Un racconto lungo che parla di solitudine e amicizia, che incanta e commuove, al punto da relegare la trama in secondo piano, per dare più spazio alle emozioni.

Scott è un uomo solo, che d’improvviso si trova afflitto da una condizione che non trova spiegazioni in natura e che lo porta a perdere peso corporeo giorno dopo giorno, mentre il suo aspetto resta immutato.

Eppure, proprio nel momento in cui la sua esistenza sta sfumando, aggiungendo connotati ancora più drammatici alla sua solitudine, Scott si sente vivo più che mai.

Stringe amicizia, difende i più deboli, condivide un segreto per non subirne da solo il peso.

Scott esiste, a riprova del fatto che sono gli affetti a renderci reali, che possiamo essere pesanti o trasparenti a seconda dell’importanza che gli altri danno alla nostra presenza.

Con una prosa perfetta, King ci regala un racconto delicato, dal finale sospeso e con un messaggio di fondo che viene voglia di tenersi stretti: se mettiamo le radici nel cuore di qualcuno, saremo vivi per sempre, anche mentre ci volatilizziamo, anche mentre perdiamo consistenza.

Unica pecca: il prezzo. Nonostante ne valga sempre la pena quando l’autore è Stephen King, un racconto di questa lunghezza dovrebbe costare qualche euro in meno.

Qualche nota in più:

I lettori di King conoscono bene il suo amore per i gatti e per le lunghe camminate pomeridiane, che pratica ogni giorno mentre riflette sugli sviluppi del libro che sta scrivendo.

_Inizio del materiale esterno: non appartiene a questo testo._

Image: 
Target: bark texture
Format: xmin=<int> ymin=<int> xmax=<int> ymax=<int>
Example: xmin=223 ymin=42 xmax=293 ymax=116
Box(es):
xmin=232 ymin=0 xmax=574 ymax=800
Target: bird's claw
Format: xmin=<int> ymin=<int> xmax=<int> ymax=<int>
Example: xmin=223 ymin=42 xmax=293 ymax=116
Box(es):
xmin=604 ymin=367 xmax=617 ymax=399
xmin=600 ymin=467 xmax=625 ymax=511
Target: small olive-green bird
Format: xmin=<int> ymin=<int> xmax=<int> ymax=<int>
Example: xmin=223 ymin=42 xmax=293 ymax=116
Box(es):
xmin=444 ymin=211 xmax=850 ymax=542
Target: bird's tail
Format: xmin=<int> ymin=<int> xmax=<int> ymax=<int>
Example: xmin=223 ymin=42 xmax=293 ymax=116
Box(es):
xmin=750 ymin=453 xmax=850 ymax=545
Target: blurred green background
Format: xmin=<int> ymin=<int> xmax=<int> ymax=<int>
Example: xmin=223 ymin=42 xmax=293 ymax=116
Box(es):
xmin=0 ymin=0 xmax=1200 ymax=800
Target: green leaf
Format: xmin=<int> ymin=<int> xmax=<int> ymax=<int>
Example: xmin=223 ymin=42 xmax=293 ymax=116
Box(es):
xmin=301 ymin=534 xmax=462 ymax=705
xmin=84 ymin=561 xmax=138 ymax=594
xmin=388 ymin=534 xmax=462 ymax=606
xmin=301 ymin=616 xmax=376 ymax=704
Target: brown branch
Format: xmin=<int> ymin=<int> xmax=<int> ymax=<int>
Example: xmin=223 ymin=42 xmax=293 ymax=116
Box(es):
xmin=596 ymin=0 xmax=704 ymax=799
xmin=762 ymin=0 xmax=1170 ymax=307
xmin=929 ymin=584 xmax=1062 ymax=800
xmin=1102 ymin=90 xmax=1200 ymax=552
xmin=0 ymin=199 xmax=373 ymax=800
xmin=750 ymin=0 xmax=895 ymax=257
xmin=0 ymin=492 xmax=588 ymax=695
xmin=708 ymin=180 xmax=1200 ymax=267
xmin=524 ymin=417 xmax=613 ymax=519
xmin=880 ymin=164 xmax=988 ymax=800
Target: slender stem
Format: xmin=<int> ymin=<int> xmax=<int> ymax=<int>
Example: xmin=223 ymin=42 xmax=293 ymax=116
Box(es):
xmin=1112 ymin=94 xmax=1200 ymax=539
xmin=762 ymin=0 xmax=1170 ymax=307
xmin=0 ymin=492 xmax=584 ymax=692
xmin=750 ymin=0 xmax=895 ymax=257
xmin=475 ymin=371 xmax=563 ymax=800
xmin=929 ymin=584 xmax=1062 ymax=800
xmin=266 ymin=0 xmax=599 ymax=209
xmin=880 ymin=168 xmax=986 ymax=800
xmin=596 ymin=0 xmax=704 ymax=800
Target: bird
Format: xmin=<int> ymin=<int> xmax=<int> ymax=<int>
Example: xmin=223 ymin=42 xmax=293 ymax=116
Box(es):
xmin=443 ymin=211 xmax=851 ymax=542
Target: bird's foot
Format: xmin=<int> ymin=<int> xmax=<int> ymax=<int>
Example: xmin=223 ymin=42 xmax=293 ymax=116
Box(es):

Questo racconto dedica spazio a entrambe le passioni: Bill, il gatto di Scott, gli tiene compagnia durante i lunghi momenti di solitudine e sarà il suo ultimo pensiero prima di andarsene; grazie al problema che lo affligge, Scott scopre il piacere della corsa e dell’attività fisica, che gli regala una sensazione mai provata prima, lo fa sentire sveglio e produttivo, così come accade al Re durante le lunghe passeggiate solitarie a cui dobbiamo molti dei suoi capolavori.

Stephen King


Stephen Edwin King (Portland, 21 settembre 1947) è uno scrittore e sceneggiatore statunitense, uno dei più celebri autori di letteratura fantastica, in particolare horror, del XX e XXI secolo. Scrittore prolifico, nel corso della sua carriera, iniziata nel 1974 con Carrie, ha pubblicato oltre ottanta opere, anche con lo pseudonimo di Richard Bachman fra romanzi e antologie di racconti, entrate regolarmente nella classifica dei best seller, vendendo complessivamente più di 500 milioni di copie. Buona parte dei suoi racconti ha avuto trasposizioni cinematografiche o televisive, anche per mano di autori importanti quali Stanley Kubrick, John Carpenter, Brian De Palma, J. J. Abrams, David Cronenberg, Rob Reiner, Lawrence Kasdan, Frank Darabont, Taylor Hackford e George A. Romero. Pochi autori letterari, a parte William Shakespeare, Agatha Christie e Arthur Conan Doyle, hanno ottenuto un numero paragonabile di adattamenti. A lungo sottostimato dalla critica letteraria, tanto da essere definito in maniera dispregiativa su Time “maestro della prosa post-alfabetizzata”, a partire dagli anni novanta è iniziata una progressiva rivalutazione nei suoi confronti. Grazie al suo enorme successo popolare e per la straordinaria capacità di raccontare l’infanzia nei propri romanzi è stato paragonato a Charles Dickens, paragone che lui stesso, nella prefazione a ‘Il miglio verde’, pubblicato a puntate nello stile di Dickens, ha sostenuto essere più adeguato per autori come John Irving o Salman Rushdie.